For instance, Chocolay Township is working on streamlining the areas of nuisance, noise and vehicles into a single ordinance. Township Manager Bill De Groot said officials have been focusing on a revision of Ordinance 37A, Regulation of Nuisance; Ordinance 55, Vehicle and Trailer Parking and Storage; and Ordinance 66, Noise, to review the language and combine the three similar ordinances into one overall ordinance.
“Our current board has started reviewing all ordinances under three lenses: health, safety and welfare, and so in doing so, we have the township zoning ordinance itself and then we have a bunch of standalone ones,” De Groot told The Mining Journal in a recent interview. “We’re systematically going through our standalone ordinances to try to respond to both the three pillars of healthy, safety and welfare, but also trying to clarify any either vague language or any repetitive issues that we have in the community, and also language that may be used as loopholes or different things like this.”
What might be OK in one area of the township might not be OK in another area, so the proposed nuisance ordinance would put these issues under one umbrella.

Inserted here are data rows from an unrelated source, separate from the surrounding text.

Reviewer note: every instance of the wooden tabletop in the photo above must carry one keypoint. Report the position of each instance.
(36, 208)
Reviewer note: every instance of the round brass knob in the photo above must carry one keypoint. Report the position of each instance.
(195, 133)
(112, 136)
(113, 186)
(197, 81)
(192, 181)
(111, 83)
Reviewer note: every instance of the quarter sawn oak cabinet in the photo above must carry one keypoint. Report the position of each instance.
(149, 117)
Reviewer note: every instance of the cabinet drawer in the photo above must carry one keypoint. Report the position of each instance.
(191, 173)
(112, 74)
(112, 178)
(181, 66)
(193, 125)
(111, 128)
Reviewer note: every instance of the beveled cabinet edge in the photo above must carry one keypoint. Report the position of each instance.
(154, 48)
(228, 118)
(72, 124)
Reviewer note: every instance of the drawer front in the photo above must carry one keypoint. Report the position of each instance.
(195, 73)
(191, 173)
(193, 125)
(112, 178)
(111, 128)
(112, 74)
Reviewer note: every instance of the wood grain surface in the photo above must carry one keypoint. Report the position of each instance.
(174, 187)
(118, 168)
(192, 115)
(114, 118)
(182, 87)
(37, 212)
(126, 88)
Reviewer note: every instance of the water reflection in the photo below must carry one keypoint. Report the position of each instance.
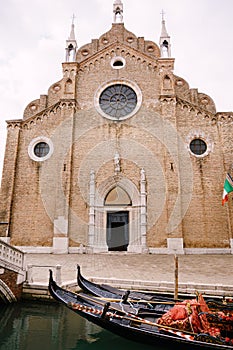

The Sawyer Operations Authority in August already tackled such an issue, unanimously voting to use the language of Forsyth Township’s burning ordinance for K.I. Sawyer, which includes Forsyth and West Branch townships, to prohibit open burning unless the ordinance specifically permits it.
SOA Chairman Bill Nordeen said at the time that the authority believed it could be helpful in passing this ordinance by providing consistency.
“You’d have ordinances on one side of the street, and then the other side of the streets you wouldn’t have them, and people didn’t understand that either,” Nordeen said after the Aug. 12 meeting. “So, the one thing we wanted to tackle was a common ordinance throughout Sawyer.”
In 2019, the SOA adopted two ordinances that addressed parking and curfews, again toward the move toward K.I. Sawyer uniformity.
Many people find municipal laws and issues complicated, so clarifying ordinances, which comprise a big part of government, is a good way to help residents understand what can be a labyrinth of laws.